Nearly twenty years ago, in a village in the western Indian state of Rajasthan, a young woman called Roop Kanwar was burned to death at her husband's funeral pyre. Kanwar, according to her in-laws and neighbors, had committed a voluntary act of "sati," demonstrating her loyalty as a Hindu wife by following her husband beyond death. Sati has been illegal since colonial times, when Hindu reformers took the lead in convincing the British to ban the practice. Nevertheless, a shrine to Kanwar was set up in the village, and money began pouring in from people making pilgrimages.
In the near unanimous condemnation that followed from urban India, there was, however, one dissenting voice, charging critics of the sati incident with self-righteousness and ignorance. The voice belonged to Ashis Nandy, an intellectual notorious for his unconventional and often abrasive approach to prevailing opinion in India.

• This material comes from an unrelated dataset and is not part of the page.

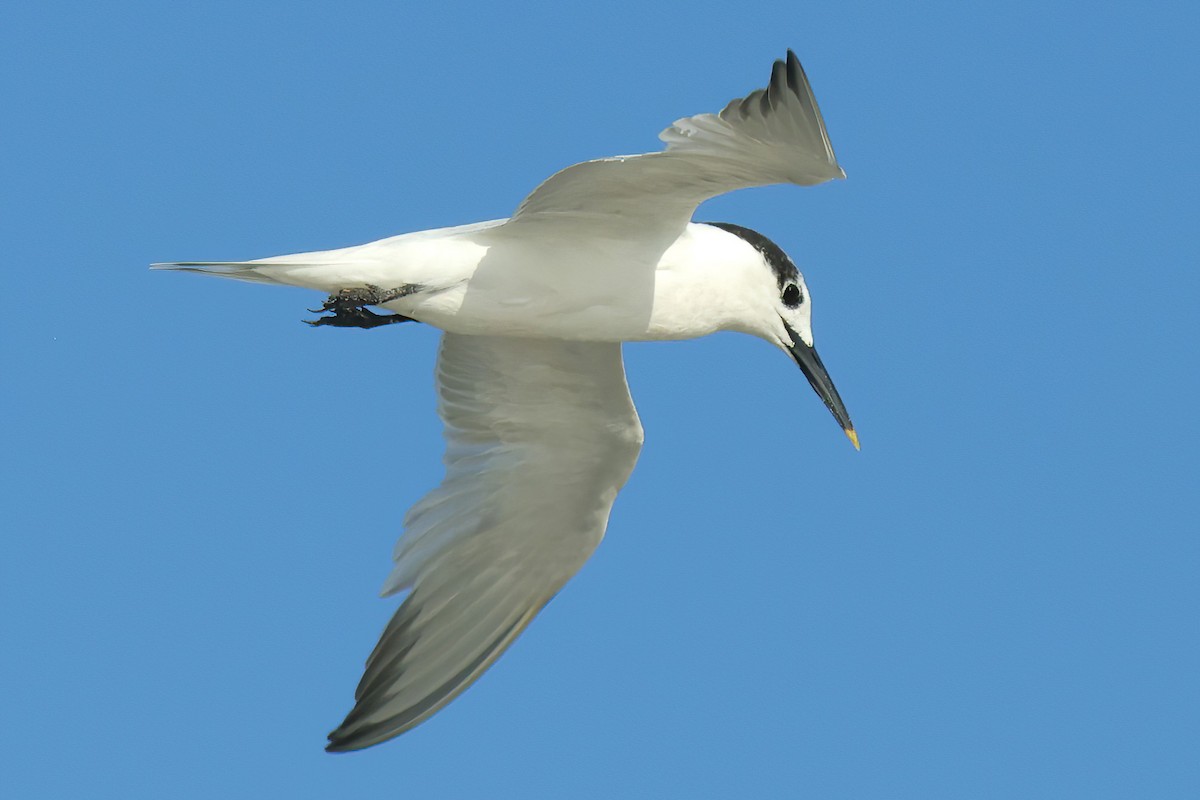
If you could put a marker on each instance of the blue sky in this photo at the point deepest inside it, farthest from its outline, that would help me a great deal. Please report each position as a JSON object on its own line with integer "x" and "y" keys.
{"x": 996, "y": 597}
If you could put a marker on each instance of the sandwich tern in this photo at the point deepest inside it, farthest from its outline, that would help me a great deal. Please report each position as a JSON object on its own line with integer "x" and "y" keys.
{"x": 539, "y": 423}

In a series of provocative essays and articles since the 1970s, he has assailed every category of thought influencing his contemporaries--modernity, development, science, nationalism, history. Nandy is particularly scathing when it comes to secularism, and those who saw Kanwar's death as a symptom of religious fervor seemed to confirm his understanding of secularism as a form of deracinated hubris that missed everything significant about India's traditions.

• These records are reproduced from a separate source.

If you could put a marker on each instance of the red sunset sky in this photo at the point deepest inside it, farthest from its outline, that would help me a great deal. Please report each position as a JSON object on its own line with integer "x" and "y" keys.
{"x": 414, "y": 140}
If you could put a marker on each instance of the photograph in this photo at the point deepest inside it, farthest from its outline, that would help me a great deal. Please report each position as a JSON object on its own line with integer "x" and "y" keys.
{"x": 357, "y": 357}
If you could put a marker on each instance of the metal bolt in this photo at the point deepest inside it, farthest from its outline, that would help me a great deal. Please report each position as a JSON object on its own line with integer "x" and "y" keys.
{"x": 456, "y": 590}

Although the intervention earned Nandy a reputation as a covert right-wing Hindu ideologue, he is in fact a Christian, and his writings demonstrate unequivocally that he did not support Kanwar's immolation. Having studied sati as a historical phenomenon, he was challenging the interpretation imposed upon it by the urban elites. His essay "Sati: A Nineteenth-Century Tale of Women, Violence and Protest"--included in Bonfire of Creeds, a recent collection of essays brought out by Oxford--makes the case that sati was an intermittent phenomenon, surfacing in discrete and fairly traumatic historical periods as in colonial Bengal, and related to a range of disruptions from food shortages to changes in property ownership. There was no single, homogeneous religious impulse behind sati, Nandy argued, and those who saw traditional village attitudes behind Kanwar's death had a limited understanding of both tradition and modernity.